Heat large deep pot over high heat. Add half the ground beef; cook, using wooden spoon to break up meat into bite-size chunks and gently stirring occasionally, about 10 minutes or until liquid evaporated and beef is well browned. Push beef to one side of pot, tilt pot; spoon off excess fat. Scoop beef into medium bowl; set aside. Repeat with remaining beef, leaving about 1 tsp (5 mL) fat in pot; add beef to bowl.
Meanwhile, cut carrots crosswise into ¾-inch (2 cm) thick slices, cutting thick ends in half. Cut each potato into 6 chunks.

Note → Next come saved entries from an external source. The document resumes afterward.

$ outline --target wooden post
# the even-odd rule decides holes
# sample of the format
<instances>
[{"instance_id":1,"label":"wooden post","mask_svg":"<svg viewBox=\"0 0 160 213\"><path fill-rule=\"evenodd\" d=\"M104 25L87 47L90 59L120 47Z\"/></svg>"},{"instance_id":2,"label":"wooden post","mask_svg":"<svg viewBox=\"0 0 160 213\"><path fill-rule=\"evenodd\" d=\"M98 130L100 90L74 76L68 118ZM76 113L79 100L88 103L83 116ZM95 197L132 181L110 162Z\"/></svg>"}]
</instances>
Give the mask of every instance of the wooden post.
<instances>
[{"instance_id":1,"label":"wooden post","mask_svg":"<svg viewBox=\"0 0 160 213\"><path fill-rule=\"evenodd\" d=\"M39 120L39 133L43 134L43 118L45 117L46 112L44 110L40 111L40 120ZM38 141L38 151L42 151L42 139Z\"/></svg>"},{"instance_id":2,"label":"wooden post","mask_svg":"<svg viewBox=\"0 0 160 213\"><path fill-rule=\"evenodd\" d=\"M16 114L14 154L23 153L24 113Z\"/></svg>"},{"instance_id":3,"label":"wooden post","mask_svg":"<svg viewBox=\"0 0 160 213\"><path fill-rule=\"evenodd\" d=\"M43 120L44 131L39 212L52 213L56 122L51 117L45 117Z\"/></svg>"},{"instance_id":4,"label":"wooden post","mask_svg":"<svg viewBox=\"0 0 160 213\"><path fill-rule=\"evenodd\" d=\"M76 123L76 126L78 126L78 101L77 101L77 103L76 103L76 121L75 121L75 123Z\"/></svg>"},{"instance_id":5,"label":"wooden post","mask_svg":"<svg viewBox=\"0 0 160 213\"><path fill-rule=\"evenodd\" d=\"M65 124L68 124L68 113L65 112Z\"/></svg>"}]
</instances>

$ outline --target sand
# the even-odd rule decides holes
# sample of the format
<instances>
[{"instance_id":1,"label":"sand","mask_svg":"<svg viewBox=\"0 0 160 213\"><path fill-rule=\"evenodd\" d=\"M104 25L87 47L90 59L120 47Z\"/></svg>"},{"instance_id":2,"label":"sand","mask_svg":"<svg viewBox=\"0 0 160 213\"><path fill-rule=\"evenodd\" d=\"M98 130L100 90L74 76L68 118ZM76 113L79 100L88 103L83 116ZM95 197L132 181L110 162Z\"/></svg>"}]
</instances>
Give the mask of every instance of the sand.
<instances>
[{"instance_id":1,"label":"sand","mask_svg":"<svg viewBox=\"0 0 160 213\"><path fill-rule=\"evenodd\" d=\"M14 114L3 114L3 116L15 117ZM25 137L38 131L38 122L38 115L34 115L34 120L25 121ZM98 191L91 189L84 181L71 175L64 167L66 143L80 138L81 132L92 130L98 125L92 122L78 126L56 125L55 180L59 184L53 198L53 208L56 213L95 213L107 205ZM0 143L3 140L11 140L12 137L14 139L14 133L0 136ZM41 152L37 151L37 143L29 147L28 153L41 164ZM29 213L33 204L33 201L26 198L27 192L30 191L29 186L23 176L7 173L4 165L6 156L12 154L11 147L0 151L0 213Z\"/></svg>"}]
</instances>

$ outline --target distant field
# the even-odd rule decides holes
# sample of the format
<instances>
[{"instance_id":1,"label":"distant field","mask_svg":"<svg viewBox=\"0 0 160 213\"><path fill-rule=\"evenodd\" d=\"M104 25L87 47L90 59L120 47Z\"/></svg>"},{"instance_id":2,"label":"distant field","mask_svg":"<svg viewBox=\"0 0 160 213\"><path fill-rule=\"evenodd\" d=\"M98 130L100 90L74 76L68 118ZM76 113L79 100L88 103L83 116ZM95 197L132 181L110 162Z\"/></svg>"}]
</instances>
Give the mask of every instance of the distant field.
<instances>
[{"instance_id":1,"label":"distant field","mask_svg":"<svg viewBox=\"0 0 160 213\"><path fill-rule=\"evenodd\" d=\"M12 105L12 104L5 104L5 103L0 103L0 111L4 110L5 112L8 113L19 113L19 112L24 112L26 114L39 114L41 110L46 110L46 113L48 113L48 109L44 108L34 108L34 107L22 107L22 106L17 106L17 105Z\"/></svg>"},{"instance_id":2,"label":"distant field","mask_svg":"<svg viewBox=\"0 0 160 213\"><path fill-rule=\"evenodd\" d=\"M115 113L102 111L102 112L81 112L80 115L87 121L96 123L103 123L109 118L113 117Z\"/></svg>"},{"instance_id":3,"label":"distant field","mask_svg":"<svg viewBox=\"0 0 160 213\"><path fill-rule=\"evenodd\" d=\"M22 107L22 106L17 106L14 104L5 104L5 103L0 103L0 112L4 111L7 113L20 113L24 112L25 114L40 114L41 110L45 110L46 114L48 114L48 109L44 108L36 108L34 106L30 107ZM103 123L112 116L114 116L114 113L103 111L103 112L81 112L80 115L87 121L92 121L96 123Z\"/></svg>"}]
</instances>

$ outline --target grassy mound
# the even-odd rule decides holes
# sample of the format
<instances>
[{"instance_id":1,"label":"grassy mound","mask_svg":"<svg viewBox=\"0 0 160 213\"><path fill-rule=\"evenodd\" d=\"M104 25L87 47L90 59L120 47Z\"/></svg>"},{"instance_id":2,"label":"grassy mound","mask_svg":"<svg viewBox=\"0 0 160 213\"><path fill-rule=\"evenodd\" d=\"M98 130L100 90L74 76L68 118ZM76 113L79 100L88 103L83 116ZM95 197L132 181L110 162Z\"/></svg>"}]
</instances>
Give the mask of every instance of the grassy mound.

Add onion, 1 tsp (5 mL) salt and ½ tsp (2 mL) pepper to pot; cook, stirring, for 3 minutes or until onion is soft and lightly browned. Add garlic and thyme; cook, stirring, for 30 seconds. Sprinkle with flour; cook, stirring, for 1 minute.
Gradually stir in broth; add vinegar and mustard. Stir in carrots and potatoes. Bring to boil, scraping up bits stuck to pot. Stir in beef. Cover, leaving lid slightly ajar. Reduce heat; boil gently for 15 minutes, stirring occasionally, until potatoes start to soften.
Meanwhile, cut parsnips crosswise into ¾-inch (2 cm) thick slices. Stir into stew, cover with lid ajar; boil gently for about 10 minutes or until vegetables are tender. Season to taste with salt and pepper.
Ladle into bowls; garnish with parsley and serve with ketchup, barbecue sauce or steak sauce (if using).